The Walcheren expedition (July 30 - December 10, 1809), a British military operation during the Napoleonic Wars, formed the last in a series of operations in Flanders (present-day Belgium) in 1809. In the largest British expedition of that year, around 40,000 soldiers crossed the North Sea.

The expedition aimed to attack the French-controlled naval base at Antwerp and to provide a diversion for the hard-pressed Austrians (unfortunately the Battle of Wagram occurred before the expedition got under way). As a first move, the British seized the swampy, fever-ridden island of Walcheren at the mouth of river Scheldt as well as South Beveland island (both in the present-day Netherlands). The British troops soon began to suffer from malaria, within a month of seizing the island they had over 8,000 fever cases. The medical provisions for the expedition proved completely inadequate.

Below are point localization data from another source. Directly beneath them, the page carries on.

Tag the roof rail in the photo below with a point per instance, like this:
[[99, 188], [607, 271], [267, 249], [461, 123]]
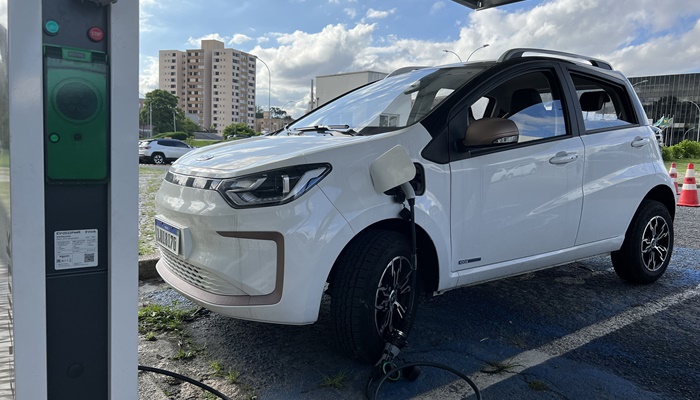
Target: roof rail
[[404, 70], [518, 53]]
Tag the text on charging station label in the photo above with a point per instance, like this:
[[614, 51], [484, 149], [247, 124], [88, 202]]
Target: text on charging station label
[[75, 248]]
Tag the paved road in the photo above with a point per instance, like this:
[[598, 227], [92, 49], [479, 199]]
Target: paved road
[[571, 332]]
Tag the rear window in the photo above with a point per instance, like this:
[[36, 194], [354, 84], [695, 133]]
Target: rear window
[[604, 104]]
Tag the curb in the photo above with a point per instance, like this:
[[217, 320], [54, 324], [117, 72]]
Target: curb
[[147, 266]]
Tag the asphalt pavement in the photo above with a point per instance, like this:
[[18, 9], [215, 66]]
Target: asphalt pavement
[[569, 332]]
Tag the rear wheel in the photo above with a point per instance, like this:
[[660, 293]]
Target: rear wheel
[[158, 158], [648, 245], [371, 293]]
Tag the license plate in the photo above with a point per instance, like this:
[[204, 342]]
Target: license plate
[[168, 236]]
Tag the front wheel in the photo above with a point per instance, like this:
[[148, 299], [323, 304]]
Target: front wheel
[[646, 251], [372, 293]]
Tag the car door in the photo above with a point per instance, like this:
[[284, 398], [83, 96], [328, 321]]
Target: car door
[[621, 155], [521, 199]]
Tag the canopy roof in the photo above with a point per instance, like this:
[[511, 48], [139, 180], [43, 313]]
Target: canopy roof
[[484, 4]]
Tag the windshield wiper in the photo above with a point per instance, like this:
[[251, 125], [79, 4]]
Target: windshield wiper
[[344, 129]]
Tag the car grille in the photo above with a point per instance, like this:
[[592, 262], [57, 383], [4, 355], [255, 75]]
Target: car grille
[[198, 277]]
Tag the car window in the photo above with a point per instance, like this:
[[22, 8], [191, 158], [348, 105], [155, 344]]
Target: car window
[[604, 105], [393, 102], [532, 101]]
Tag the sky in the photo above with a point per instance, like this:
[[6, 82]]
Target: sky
[[302, 39]]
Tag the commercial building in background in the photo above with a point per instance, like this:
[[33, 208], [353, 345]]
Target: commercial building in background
[[672, 102], [267, 124], [329, 87], [215, 85]]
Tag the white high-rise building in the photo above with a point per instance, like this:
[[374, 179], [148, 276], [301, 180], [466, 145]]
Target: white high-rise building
[[215, 85]]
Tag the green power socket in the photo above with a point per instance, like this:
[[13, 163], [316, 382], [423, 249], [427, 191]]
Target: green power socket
[[76, 115]]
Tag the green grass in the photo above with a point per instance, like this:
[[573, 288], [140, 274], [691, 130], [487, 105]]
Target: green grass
[[220, 371], [156, 318]]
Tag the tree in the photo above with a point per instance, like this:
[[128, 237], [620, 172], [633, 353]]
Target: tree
[[239, 130], [164, 112], [278, 113]]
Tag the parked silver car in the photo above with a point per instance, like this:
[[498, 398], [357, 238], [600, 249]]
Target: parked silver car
[[161, 151]]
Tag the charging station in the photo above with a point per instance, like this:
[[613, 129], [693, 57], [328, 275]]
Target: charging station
[[68, 199]]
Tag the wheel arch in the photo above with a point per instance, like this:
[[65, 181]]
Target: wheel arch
[[428, 267], [664, 195]]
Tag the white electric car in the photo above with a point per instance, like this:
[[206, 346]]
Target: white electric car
[[534, 160]]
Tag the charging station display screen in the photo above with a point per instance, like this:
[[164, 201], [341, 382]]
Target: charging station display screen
[[76, 120]]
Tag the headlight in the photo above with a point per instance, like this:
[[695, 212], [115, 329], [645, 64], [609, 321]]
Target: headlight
[[272, 187]]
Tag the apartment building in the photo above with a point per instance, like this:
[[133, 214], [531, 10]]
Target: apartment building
[[215, 85]]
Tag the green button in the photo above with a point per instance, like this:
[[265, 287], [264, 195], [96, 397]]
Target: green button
[[51, 27]]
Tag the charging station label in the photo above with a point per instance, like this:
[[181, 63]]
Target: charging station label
[[75, 249]]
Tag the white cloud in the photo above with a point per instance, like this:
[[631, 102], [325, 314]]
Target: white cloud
[[626, 33], [197, 42], [240, 38], [437, 6], [350, 12], [376, 14]]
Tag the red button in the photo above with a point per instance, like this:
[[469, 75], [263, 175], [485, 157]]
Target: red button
[[96, 34]]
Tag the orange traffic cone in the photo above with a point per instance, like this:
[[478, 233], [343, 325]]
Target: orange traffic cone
[[674, 175], [689, 195]]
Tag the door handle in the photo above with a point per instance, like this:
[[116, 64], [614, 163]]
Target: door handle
[[563, 157], [640, 142]]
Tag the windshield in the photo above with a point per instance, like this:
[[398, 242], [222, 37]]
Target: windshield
[[388, 104]]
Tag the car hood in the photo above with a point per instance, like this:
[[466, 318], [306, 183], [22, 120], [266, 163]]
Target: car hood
[[240, 157]]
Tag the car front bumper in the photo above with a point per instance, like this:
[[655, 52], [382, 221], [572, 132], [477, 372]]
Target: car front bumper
[[265, 264]]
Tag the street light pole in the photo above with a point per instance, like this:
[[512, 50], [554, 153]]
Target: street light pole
[[450, 51], [269, 92], [150, 115], [477, 49]]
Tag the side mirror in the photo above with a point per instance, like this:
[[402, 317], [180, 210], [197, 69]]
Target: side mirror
[[491, 131], [392, 169]]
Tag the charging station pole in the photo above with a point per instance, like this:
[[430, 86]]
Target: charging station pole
[[72, 87]]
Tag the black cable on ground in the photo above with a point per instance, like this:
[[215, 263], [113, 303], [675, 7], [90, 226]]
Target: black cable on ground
[[186, 379], [396, 370]]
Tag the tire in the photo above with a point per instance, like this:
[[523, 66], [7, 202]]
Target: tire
[[364, 303], [158, 158], [646, 251]]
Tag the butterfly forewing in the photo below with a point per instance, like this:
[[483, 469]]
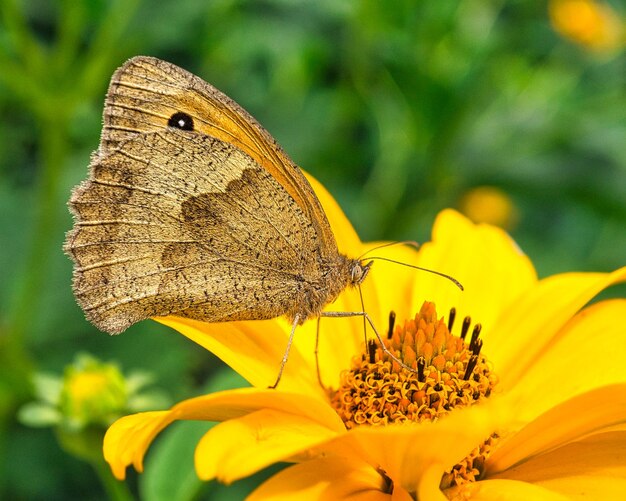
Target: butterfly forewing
[[176, 222], [146, 92], [192, 209]]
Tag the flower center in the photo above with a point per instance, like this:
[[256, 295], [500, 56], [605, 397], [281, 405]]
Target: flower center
[[449, 372]]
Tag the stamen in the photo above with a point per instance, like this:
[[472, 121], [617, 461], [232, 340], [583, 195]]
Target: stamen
[[449, 373], [392, 323], [471, 365], [451, 317], [475, 334], [467, 321], [371, 348], [421, 365]]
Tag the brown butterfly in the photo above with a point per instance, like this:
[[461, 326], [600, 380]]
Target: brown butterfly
[[192, 209]]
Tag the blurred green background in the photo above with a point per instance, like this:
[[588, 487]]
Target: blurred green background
[[400, 108]]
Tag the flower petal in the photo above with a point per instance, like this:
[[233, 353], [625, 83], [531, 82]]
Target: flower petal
[[531, 323], [128, 439], [586, 353], [592, 468], [408, 452], [254, 349], [486, 261], [240, 447], [564, 423], [328, 478], [503, 490]]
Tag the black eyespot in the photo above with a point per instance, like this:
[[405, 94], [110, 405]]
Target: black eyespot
[[181, 121]]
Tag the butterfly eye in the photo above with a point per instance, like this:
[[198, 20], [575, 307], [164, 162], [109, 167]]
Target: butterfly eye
[[181, 121]]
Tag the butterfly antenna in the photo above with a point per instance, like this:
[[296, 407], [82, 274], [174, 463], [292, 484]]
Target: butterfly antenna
[[428, 270], [412, 243]]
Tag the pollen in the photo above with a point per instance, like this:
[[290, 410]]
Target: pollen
[[448, 372]]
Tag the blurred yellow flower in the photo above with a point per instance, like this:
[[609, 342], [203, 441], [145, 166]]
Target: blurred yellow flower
[[587, 22], [491, 205], [523, 405], [92, 392]]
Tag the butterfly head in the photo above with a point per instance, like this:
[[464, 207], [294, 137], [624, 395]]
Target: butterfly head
[[358, 271]]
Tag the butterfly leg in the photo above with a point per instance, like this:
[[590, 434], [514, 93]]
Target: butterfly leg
[[343, 314], [317, 359], [283, 362]]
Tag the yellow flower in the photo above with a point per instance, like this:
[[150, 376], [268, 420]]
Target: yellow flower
[[589, 23], [527, 406]]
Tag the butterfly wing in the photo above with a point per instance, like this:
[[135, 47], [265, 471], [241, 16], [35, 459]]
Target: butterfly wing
[[146, 92], [177, 222]]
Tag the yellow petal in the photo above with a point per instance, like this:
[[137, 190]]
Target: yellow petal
[[328, 478], [407, 452], [128, 439], [503, 490], [486, 261], [592, 468], [255, 349], [240, 447], [564, 423], [530, 325], [587, 353]]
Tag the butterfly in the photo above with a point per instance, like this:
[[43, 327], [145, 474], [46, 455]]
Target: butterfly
[[191, 208]]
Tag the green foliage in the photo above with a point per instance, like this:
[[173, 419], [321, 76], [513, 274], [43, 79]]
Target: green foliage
[[398, 107]]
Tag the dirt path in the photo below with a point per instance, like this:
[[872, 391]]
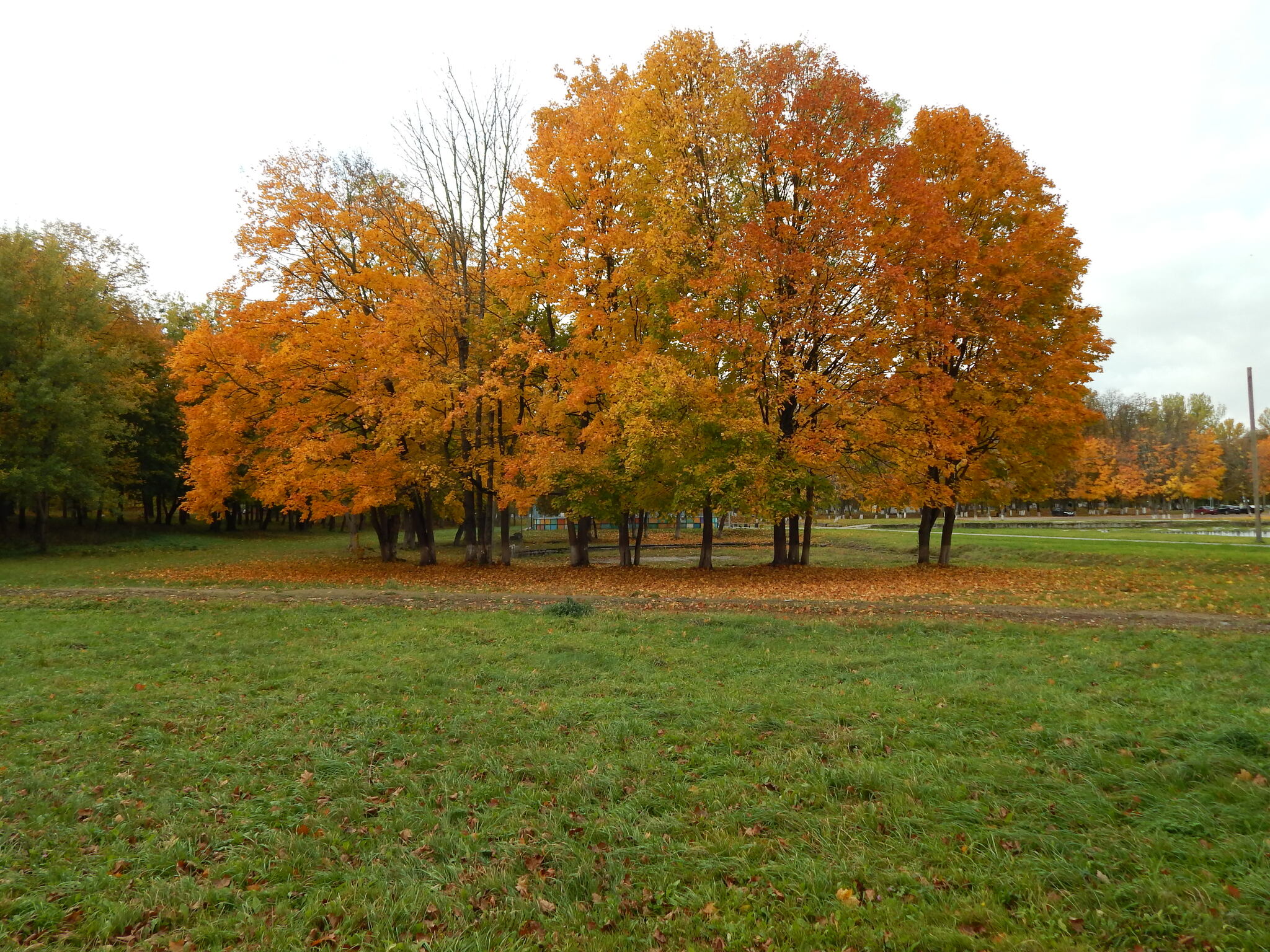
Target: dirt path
[[779, 606]]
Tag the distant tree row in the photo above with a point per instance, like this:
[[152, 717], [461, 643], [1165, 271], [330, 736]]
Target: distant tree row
[[726, 280], [729, 280], [1173, 450], [88, 412]]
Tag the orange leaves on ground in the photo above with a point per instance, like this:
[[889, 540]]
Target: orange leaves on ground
[[755, 582]]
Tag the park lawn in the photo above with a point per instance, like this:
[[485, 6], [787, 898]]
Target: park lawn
[[1118, 569], [275, 777]]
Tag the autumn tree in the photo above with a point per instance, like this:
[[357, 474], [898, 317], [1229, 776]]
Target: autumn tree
[[982, 280], [290, 398], [790, 310]]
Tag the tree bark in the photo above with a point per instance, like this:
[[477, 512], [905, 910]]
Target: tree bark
[[42, 521], [469, 527], [411, 528], [806, 558], [706, 560], [923, 535], [425, 531], [946, 536], [579, 541], [624, 540], [355, 527], [386, 526], [641, 523]]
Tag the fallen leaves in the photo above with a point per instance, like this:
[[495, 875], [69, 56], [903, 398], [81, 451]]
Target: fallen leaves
[[854, 584]]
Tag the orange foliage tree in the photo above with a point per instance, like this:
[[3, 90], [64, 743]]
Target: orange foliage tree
[[982, 277]]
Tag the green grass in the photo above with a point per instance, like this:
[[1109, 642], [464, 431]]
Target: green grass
[[270, 777]]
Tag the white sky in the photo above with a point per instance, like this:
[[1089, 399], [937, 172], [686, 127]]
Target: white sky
[[1153, 120]]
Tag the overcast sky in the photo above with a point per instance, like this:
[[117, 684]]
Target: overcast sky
[[1152, 118]]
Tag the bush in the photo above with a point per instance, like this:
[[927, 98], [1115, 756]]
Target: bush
[[569, 610]]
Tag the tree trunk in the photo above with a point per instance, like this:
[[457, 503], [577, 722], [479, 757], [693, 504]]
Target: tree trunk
[[923, 535], [42, 521], [579, 541], [946, 536], [386, 526], [641, 523], [706, 560], [806, 559], [426, 537], [355, 528], [469, 527], [411, 528], [624, 540]]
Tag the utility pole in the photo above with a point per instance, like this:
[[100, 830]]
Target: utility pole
[[1256, 469]]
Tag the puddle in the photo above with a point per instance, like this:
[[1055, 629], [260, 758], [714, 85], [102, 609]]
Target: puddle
[[1241, 534]]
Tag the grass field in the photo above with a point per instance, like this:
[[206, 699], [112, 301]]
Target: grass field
[[1114, 569], [200, 776]]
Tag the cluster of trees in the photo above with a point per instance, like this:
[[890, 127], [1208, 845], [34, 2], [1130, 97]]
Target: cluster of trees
[[88, 412], [1169, 451], [724, 280]]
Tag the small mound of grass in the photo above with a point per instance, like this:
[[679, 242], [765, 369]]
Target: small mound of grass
[[569, 609]]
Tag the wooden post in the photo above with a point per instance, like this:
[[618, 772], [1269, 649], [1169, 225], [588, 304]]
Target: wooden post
[[1256, 467]]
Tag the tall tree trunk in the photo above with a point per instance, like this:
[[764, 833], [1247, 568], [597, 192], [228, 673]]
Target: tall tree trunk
[[641, 524], [425, 528], [806, 559], [355, 528], [42, 521], [469, 527], [624, 540], [706, 560], [487, 553], [579, 542], [386, 524], [923, 535], [946, 536]]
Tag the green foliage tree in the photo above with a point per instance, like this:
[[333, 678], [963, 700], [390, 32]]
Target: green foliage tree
[[68, 372]]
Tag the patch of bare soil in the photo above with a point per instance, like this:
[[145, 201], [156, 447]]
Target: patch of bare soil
[[477, 601]]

The operation was commanded by John Pitt, Lord Chatham (Army) and Sir Richard Strachan (Navy). Chatham had a reputation as an extremely cautious commander, and gave the operation a dangerously slow pace. While the British troops were diverted into the capture of Flushing (August 15) and surrounding towns, the enemy heavily reinforced Antwerp. With the main objective out of reach, the expedition was called off in early September. Around 12,000 troops stayed on Walcheren, by October only 5,500 remained fit for duty.

In all the British government had wasted almost 8 million on the expedition, 4,067 men had died (only 106 in combat). Almost 12,000 were still ill in February 1810 and many others remained permanently weakened.